Our love for Hawai'i and for its culture inspires everything that is Kūlua.  Just as Kūlua is an old name for the island of Maui, we also aim to go back and look at the way things used to be done.

Caring for our natural resources and for our people are top priorities in making Kūlua a long-lasting vehicle for change.  

The garment industry as we know it wrecks havoc on the environment.  Most fabrics are made in developing nations because their environmental laws haven't caught up to the United States' and labor is much more affordable.  It's a given that the standard methods in manufacturing used today are not sustainable.  They're allowed because, historically, the garment industry is the first industry that a developing nation develops.  It is true that the industry brings jobs and money to its people, empowering them to change their lives.  But how can we consciously allow the lasting impacts even though they're not in our backyard.  It's a huge problem to solve.  The core answer is to consume less.  While we think this is the best solution, we provide an alternative:  Sustainability in our fabrics.  Sustainability in our production.

Kūlua sources its fabrics in three different ways.  The first is to pick up dead stock - leftover fabrics from other manufacturers - and give it a new life instead of having it end up in landfills. The second is to print new fabrics using sustainable methods and eco-friendly fabrics.  The third is reusing vintage fabrics that are still in good condition.  

Overall, we like to keep our fiber content as natural as we can because the end of a garment's life is just as important to us as it's beginning - let's be honest with ourselves: eventually our clothes will be discarded and end up in the landfill.  When that happens, we'd like to ensure that we do not contribute to the mass of synthetic fibers like polyester that will never biodegrade.  

Kūlua produces all of its garments on the island of Maui.  We're blessed to have a fun network of excellent seamstresses and we are so privileged and happy to put them to work.  Yes, local labor is more expensive, but we absorb some of that extra cost.  Plus, in the long term, our economy benefits from putting our seamstresses to work today.  They will inspire a new generation of seamstresses and designers, continuing to keep it local and sustainable.  
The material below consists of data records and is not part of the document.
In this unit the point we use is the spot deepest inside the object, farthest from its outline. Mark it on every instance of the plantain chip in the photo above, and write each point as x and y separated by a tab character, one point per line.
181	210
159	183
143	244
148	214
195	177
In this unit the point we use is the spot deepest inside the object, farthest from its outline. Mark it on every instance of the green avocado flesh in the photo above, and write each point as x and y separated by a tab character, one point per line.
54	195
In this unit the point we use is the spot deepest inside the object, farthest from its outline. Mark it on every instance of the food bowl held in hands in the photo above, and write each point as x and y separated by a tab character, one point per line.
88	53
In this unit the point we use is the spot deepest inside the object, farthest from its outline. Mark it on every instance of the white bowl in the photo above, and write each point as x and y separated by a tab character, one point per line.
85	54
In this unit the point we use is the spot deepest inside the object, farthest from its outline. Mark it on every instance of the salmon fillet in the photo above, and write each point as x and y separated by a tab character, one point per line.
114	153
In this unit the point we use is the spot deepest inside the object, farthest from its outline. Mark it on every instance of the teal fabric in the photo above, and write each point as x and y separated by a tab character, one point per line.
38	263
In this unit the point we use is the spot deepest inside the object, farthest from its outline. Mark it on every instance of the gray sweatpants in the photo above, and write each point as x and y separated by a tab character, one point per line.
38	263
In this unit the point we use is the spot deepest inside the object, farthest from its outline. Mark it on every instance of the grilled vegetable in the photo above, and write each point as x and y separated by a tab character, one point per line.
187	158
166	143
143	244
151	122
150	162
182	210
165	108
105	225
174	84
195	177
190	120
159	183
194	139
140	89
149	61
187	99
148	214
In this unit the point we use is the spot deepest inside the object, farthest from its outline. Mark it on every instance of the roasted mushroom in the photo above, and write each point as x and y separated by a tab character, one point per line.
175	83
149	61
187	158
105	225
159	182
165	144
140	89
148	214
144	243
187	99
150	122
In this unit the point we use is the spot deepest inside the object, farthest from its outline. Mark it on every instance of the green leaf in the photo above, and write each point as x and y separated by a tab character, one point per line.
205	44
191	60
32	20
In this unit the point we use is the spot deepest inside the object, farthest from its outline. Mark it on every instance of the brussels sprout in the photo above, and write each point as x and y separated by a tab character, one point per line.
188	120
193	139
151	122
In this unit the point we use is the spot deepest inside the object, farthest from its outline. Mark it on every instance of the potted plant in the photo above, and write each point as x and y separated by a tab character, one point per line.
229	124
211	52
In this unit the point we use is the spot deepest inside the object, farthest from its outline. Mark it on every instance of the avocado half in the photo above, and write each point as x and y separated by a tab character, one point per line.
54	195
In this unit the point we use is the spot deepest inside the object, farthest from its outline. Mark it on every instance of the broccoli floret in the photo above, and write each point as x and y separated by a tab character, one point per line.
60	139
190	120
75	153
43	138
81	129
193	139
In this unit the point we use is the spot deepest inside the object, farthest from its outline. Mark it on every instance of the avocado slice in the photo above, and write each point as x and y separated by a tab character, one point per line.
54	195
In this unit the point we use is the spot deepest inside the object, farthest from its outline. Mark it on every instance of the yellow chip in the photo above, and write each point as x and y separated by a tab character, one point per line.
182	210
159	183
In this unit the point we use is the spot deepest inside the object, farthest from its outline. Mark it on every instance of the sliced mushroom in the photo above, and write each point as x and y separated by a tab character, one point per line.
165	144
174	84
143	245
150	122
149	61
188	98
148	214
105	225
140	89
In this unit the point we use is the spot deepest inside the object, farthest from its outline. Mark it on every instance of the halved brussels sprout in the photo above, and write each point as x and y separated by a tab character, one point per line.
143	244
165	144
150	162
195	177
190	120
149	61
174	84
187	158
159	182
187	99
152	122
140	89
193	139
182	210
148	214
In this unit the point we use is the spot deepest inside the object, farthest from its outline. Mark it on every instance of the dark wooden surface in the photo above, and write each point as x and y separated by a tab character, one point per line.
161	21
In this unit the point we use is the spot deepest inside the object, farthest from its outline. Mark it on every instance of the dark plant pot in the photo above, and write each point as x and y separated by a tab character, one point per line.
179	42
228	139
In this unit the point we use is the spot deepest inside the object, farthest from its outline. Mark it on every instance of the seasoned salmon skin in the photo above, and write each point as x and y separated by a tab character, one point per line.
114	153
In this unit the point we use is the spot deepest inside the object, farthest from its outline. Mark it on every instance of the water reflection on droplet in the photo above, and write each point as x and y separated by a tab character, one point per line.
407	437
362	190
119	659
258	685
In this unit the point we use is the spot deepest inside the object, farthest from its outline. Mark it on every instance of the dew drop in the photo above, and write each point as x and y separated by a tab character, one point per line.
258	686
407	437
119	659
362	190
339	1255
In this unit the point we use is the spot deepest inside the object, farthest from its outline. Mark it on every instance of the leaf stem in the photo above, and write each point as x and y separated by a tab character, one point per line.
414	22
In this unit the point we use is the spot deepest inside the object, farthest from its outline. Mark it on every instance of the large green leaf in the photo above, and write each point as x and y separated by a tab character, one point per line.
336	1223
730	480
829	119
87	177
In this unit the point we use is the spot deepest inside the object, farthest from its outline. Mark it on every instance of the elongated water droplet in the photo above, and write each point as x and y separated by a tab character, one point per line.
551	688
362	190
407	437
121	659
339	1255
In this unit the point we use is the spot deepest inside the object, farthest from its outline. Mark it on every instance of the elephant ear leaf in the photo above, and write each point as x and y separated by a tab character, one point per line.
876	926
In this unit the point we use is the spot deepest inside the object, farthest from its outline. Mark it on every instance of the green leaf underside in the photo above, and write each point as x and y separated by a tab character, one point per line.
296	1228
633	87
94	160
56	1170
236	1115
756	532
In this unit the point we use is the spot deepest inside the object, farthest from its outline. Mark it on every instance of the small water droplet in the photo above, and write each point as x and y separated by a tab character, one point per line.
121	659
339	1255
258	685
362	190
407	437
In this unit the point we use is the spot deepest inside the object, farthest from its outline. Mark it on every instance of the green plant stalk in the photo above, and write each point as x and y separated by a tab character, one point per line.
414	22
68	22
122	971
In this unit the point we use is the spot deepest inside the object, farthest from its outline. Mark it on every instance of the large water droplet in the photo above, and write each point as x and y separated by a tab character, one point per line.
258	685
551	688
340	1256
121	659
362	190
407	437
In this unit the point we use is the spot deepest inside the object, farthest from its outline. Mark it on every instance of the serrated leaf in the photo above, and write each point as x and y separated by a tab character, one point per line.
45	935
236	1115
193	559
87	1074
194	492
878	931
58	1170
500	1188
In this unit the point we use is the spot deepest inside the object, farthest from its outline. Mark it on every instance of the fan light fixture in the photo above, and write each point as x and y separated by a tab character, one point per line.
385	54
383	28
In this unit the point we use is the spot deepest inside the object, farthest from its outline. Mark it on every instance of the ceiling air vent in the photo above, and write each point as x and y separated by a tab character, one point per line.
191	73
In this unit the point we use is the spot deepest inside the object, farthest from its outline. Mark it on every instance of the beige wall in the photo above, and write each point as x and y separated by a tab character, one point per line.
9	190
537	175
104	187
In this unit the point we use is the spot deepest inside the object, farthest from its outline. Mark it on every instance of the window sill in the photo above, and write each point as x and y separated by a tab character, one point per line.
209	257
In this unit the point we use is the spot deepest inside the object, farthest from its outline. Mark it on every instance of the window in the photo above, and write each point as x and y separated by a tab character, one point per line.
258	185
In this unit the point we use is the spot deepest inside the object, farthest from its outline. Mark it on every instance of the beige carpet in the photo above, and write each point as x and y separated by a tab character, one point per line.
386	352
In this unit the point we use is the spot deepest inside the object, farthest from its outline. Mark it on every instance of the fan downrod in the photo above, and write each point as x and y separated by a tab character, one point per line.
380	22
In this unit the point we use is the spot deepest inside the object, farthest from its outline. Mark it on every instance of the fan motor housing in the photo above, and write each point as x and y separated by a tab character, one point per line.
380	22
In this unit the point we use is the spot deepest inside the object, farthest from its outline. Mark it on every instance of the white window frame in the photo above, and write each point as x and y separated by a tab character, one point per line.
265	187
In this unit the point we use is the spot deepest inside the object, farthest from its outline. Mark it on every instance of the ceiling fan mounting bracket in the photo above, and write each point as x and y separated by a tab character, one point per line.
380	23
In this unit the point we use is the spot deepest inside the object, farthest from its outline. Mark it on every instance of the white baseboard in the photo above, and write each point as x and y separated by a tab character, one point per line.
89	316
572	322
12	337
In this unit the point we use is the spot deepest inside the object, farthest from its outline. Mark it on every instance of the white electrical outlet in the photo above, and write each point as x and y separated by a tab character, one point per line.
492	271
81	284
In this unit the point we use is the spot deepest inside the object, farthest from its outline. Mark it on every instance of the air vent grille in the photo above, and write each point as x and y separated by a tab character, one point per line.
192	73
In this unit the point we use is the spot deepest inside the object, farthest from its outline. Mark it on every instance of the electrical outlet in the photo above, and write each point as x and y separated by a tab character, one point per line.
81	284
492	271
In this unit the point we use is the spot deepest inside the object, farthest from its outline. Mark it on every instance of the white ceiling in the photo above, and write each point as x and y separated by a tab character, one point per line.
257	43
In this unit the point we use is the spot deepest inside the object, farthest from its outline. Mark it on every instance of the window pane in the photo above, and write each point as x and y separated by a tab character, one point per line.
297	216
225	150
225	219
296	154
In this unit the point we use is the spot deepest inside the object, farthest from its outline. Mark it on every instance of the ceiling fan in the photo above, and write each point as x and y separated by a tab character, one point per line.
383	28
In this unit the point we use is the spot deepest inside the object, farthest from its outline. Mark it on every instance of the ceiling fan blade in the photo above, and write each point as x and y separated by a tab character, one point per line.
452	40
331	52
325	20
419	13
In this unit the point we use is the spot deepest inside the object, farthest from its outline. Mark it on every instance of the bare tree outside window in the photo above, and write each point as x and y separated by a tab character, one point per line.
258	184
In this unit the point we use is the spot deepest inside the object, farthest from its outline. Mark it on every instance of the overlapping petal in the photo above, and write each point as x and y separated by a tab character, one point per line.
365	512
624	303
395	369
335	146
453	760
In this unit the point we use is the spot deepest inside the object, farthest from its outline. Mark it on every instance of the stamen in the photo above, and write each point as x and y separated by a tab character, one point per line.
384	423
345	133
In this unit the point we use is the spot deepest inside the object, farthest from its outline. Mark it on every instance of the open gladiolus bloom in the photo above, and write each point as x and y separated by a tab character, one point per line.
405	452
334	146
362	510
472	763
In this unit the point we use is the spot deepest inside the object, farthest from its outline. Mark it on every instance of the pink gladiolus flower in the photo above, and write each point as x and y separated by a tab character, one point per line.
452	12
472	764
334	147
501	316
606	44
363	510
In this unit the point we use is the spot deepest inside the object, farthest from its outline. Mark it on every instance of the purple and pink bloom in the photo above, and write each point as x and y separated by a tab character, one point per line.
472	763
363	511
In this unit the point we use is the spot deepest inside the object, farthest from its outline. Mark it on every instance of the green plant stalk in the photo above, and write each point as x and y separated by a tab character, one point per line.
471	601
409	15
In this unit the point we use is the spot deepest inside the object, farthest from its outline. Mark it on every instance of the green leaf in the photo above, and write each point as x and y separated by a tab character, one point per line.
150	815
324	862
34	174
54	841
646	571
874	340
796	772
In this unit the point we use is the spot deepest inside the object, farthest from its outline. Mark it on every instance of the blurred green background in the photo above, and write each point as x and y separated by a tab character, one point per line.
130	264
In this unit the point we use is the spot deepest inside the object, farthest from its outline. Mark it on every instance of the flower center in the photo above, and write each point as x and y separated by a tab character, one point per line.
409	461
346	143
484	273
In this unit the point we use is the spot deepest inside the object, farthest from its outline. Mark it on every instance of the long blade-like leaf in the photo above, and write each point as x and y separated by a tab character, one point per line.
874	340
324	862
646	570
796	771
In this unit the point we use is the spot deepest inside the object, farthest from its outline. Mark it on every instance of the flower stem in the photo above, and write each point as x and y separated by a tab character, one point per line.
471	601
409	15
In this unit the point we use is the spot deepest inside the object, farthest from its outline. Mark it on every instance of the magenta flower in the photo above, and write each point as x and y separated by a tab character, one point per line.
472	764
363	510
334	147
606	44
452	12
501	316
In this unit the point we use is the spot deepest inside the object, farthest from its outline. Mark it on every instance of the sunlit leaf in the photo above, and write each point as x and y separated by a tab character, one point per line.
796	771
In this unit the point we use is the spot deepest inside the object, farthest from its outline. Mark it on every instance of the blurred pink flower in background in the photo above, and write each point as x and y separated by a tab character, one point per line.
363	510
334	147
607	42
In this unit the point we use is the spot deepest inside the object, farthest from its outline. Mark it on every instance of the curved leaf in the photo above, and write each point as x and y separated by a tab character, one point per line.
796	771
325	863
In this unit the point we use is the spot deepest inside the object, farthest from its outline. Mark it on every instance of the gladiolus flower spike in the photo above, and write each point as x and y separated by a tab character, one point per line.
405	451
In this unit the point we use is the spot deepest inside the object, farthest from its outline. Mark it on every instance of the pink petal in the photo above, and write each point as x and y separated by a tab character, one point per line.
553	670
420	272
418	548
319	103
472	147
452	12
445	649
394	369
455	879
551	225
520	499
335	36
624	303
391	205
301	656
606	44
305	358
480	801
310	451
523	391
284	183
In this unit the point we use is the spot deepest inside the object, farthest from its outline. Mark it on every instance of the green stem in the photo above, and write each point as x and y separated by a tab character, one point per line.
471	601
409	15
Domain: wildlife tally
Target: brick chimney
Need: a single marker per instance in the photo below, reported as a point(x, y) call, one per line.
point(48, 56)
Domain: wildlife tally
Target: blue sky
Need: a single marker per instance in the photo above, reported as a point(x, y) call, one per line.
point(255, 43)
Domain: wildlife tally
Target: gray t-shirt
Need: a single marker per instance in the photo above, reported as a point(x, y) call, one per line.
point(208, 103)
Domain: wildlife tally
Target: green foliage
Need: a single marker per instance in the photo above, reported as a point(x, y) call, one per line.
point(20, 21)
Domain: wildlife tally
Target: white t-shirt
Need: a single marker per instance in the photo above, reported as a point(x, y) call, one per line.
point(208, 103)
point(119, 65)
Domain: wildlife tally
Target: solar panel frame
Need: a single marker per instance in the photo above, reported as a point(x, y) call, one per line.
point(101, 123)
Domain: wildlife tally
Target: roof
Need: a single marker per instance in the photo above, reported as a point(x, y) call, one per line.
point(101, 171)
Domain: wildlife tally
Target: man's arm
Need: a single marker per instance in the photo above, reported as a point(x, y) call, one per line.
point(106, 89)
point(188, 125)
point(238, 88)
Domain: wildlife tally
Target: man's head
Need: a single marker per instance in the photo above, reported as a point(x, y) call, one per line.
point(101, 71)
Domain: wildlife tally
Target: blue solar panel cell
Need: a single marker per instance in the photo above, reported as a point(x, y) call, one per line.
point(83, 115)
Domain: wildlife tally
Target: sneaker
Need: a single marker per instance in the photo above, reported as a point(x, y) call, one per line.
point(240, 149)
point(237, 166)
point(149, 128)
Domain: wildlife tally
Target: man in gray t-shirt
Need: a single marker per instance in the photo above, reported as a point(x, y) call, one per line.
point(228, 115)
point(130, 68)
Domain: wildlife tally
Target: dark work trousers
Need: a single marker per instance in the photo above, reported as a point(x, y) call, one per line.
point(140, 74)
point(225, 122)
While we aspire to grow our business model, for now, we have to keep it small so that we can ensure that we do it really well.  We produce in small batches and often once a style/fabric is gone, we won't be able to produce it again.  We think everyone benefits in this way though:  you won't show up to your niece's grad party wearing the same dress as someone else and we get to offer a range of fabric choices, always keeping things fresh.